Soon four lanky black kids, teenage looking, came out and started playing the instruments. Damn, they were playing rhythm and blues--that's all. Yep, black music. Wow. Swinging. Boogie. Then just plain old-fashioned rock. One of Sister Rosetta's big hits from the 40s was "Rock Me," and that's what black music really was, rock music; the first rock and roll, whether the British tell you this or not, was black music. Robert Johnson used to sing about rocking and rolling. Rocking back and forth. Rolling toward the finish line. Sexual or not, what do you think? Damn, I was awed. I was seeing the music I loved played by a bunch of black teenagers, and they were rocking, even though the guitar amp was staticky as hell and the piano was kind of out of tune, but, man, they were rocking. Then the Reverend Cauliflower took over and she preached a bit then a woman wearing a kind of blonde wig, a fine looking healthy black woman carrying a cream-colored electric guitar came from behind the stage, from behind the baptistry. The audience of hundreds it looked to me like went wild, clapping, rocking back and forth, and shouting all over the place.

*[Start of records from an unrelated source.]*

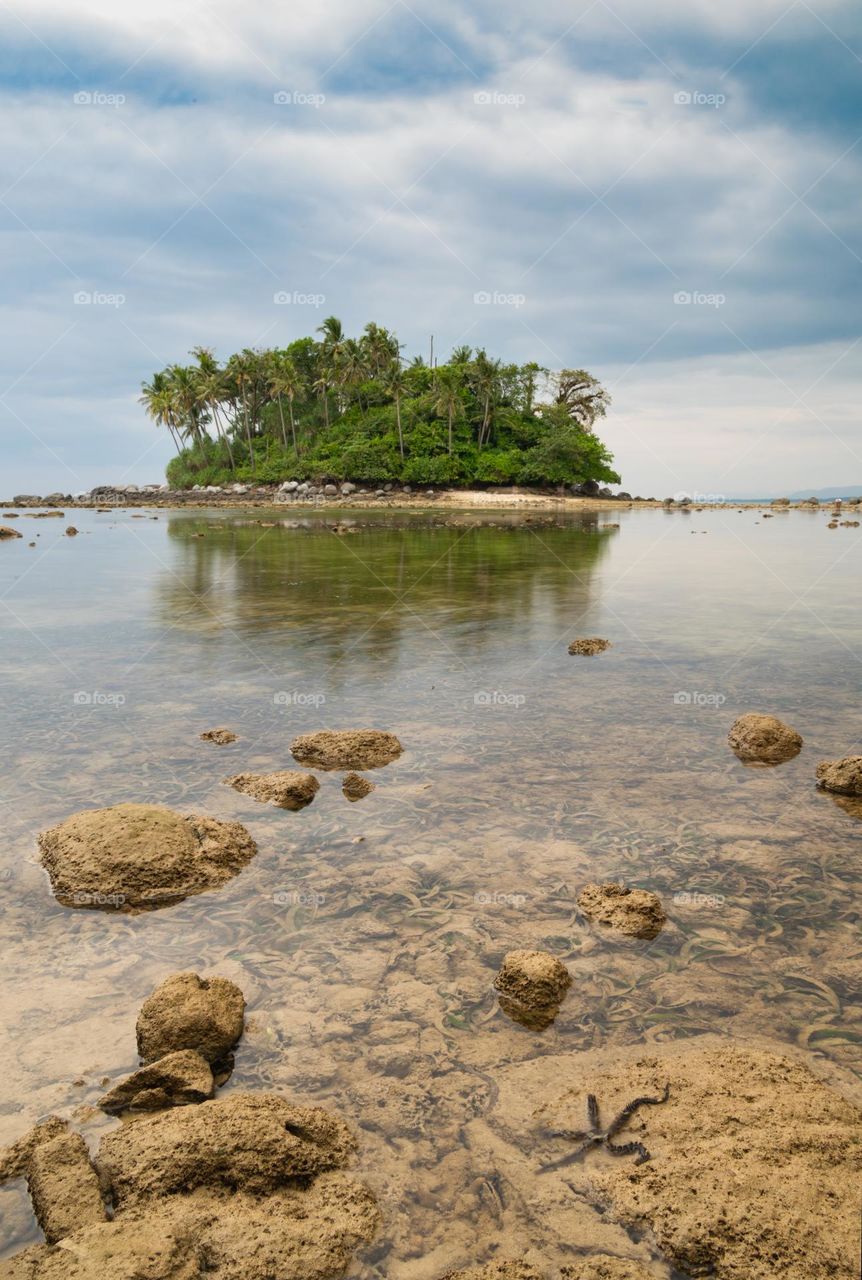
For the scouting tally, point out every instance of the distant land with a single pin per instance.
(835, 490)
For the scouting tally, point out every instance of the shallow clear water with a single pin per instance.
(365, 936)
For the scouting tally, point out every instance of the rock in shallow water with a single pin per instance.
(532, 986)
(634, 912)
(191, 1013)
(251, 1141)
(173, 1080)
(764, 739)
(287, 789)
(133, 856)
(842, 777)
(346, 749)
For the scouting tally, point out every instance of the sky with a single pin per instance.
(666, 195)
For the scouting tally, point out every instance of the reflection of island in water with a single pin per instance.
(363, 588)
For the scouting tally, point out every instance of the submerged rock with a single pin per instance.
(346, 749)
(588, 647)
(532, 986)
(755, 1162)
(634, 912)
(64, 1187)
(355, 786)
(251, 1141)
(220, 736)
(843, 777)
(287, 789)
(136, 856)
(177, 1079)
(191, 1013)
(764, 739)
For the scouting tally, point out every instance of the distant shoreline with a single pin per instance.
(396, 499)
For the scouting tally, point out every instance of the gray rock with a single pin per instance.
(174, 1080)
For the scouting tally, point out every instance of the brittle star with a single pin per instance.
(597, 1137)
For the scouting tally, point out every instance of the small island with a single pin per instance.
(332, 407)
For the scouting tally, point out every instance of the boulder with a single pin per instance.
(64, 1187)
(589, 645)
(842, 777)
(191, 1013)
(532, 986)
(177, 1079)
(755, 1164)
(133, 856)
(14, 1161)
(634, 912)
(251, 1141)
(346, 749)
(220, 736)
(286, 789)
(764, 739)
(302, 1232)
(355, 786)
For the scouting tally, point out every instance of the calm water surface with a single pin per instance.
(366, 936)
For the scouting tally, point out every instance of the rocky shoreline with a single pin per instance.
(293, 493)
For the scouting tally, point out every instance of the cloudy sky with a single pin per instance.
(665, 193)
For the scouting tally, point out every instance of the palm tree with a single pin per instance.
(159, 402)
(396, 385)
(447, 393)
(210, 387)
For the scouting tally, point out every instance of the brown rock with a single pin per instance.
(764, 739)
(136, 856)
(355, 786)
(302, 1232)
(755, 1166)
(347, 749)
(589, 647)
(286, 789)
(220, 736)
(14, 1161)
(64, 1187)
(177, 1079)
(843, 777)
(190, 1013)
(532, 986)
(251, 1141)
(634, 912)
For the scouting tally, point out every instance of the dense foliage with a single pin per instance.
(343, 408)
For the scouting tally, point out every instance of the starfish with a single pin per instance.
(597, 1137)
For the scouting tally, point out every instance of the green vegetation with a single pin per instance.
(343, 408)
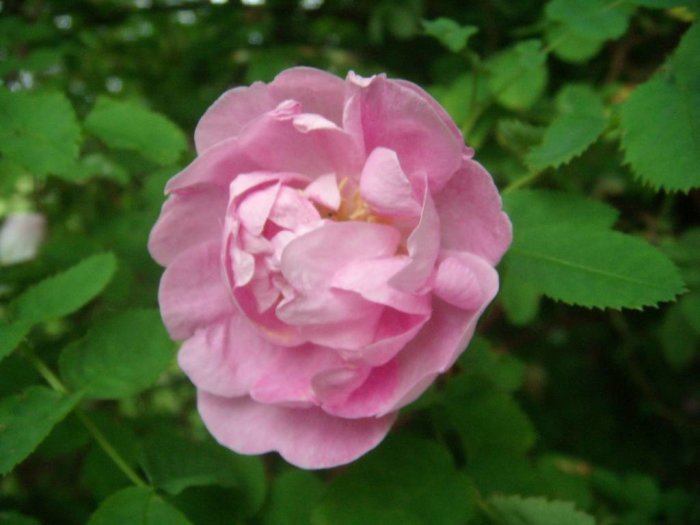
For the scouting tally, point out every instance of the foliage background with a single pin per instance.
(578, 403)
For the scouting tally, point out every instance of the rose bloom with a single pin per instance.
(327, 254)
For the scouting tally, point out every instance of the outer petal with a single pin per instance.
(471, 215)
(400, 119)
(187, 219)
(228, 357)
(307, 438)
(192, 291)
(317, 91)
(231, 112)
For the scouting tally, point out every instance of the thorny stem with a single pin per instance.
(102, 440)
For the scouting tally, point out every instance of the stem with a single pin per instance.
(522, 181)
(55, 383)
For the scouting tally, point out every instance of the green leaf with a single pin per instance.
(174, 464)
(534, 208)
(128, 125)
(293, 497)
(15, 518)
(518, 75)
(661, 137)
(396, 485)
(11, 335)
(137, 506)
(65, 292)
(39, 132)
(120, 355)
(487, 419)
(26, 419)
(593, 268)
(449, 33)
(569, 46)
(580, 121)
(515, 510)
(592, 19)
(521, 301)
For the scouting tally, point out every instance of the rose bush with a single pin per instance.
(327, 255)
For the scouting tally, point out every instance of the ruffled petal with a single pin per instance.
(385, 187)
(307, 438)
(192, 291)
(423, 249)
(186, 220)
(471, 214)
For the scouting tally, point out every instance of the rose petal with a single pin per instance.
(192, 291)
(307, 438)
(187, 219)
(231, 112)
(471, 214)
(385, 186)
(227, 357)
(423, 246)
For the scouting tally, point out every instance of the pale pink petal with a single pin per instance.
(442, 339)
(457, 284)
(187, 219)
(324, 191)
(433, 104)
(310, 260)
(227, 357)
(398, 118)
(317, 91)
(292, 210)
(231, 112)
(288, 379)
(307, 438)
(423, 248)
(192, 291)
(369, 278)
(471, 214)
(385, 187)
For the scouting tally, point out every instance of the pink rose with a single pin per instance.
(327, 254)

"That's Sister Rosetta," my dad said. "The woman that sings about hearing voices high up in the sky?" I asked. "That's her." Wow.
Sister Rosetta took the mic. She had a powerful speaking voice. She took her guitar and sat down in a chair one of the musicians brought out for her. He then plugged her guitar into the guitar player's half-ass amp. She hit a chord. "Turn it up, honey," she said to the musician who had plugged in her guitar. She hit another chord. It rang throughout the church and reverberated all around the trees off to the side of the parking lot.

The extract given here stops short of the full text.